Brief mention of headaches and personal struggles with claustrophobia make Delaware a more tangible, less Olympian personality, and of course also provide us with some foreshadowing for things to come in future novels. This is one of the better aspects of a long-running series with a faithful readership, the ability to run a thread from one novel within the series forward into another one. He’s done it before, most notably with relationship issues, and done it well.

This book is available to the public February 2, 2016, and if you enjoy a good psychological mystery, you should get a copy and read it.

Monica’s Sister, by Earl Emerson *****

monicassisterAh, it’s good to be reading a Thomas Black story again. Black is back with his lovely wife, Kathy, a good-hearted woman who makes some interesting friends. One of them is Angela Bassman, a woman who shows up all the time like a bad penny, making ridiculous charges against anyone and everyone, and bragging about having so many friends in high places, having done such fantastic things, that one is left rolling one’s eyes. And so when Thomas hears Angela’s voice approaching his office, he does what any thinking human being would do: he leaps into the closet and shuts the door. Anything to avoid that woman!

The wheels of the story start moving, and things get more complicated. Angela, whose famous sister is the actress, Monica Pennington, hires Black to help her with what is supposed to be a simple task, but isn’t. He would like to back out, but he smells a rat. Despite the crazy nature of Angela’s claims, she is obviously being followed by someone. Strange things happen, and too many coincidences occur. Whether Angela is crazy or whether she isn’t, his detective’s intuition starts to quiver, and he becomes more entangled in her affairs than he had anticipated, especially when she falls to her death, and he sees it happen. Later, Pennington hires Black to find out why Angela killed herself. Because of course, that’s what happened…isn’t it?

Emerson, a Shamus winning author who sets his stories here in the misty Pacific Northwest, usually right here in Seattle, is one fine writer. Hundreds of interesting, free galleys come my way in a given year, but I wanted to read his story badly enough to put it on my wish list, and luckily, my spouse snapped it up and gave it to me for Mother’s Day. What a fantastic gift!

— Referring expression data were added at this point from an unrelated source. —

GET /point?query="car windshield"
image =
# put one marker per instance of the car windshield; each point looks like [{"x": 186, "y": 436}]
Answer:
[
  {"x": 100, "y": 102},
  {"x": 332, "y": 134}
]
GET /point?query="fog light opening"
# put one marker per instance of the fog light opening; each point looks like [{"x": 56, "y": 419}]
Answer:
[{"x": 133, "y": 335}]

The overall tenor of the story begins as gut-bustingly funny, and then gradually darkens and becomes more suspenseful. By the story’s end, I was literally (yes, I do mean literally) sitting on the edge of my seat, putting off the family members that wanted my attention with a robotic “…just a sec. Just a sec. Yeah I know. Give me just a minute.”

Emerson also uses the occasion to talk a little bit about bipolar disorder, and the ways it can turn a person’s life upside down, but he does it in a way that prevents the book’s pace from hitching. It’s masterfully done!

If you like strong detective fiction, or fiction set in the Pacific Northwest, or both, you just can’t do any better than this book. Seriously recommended for just about everyone.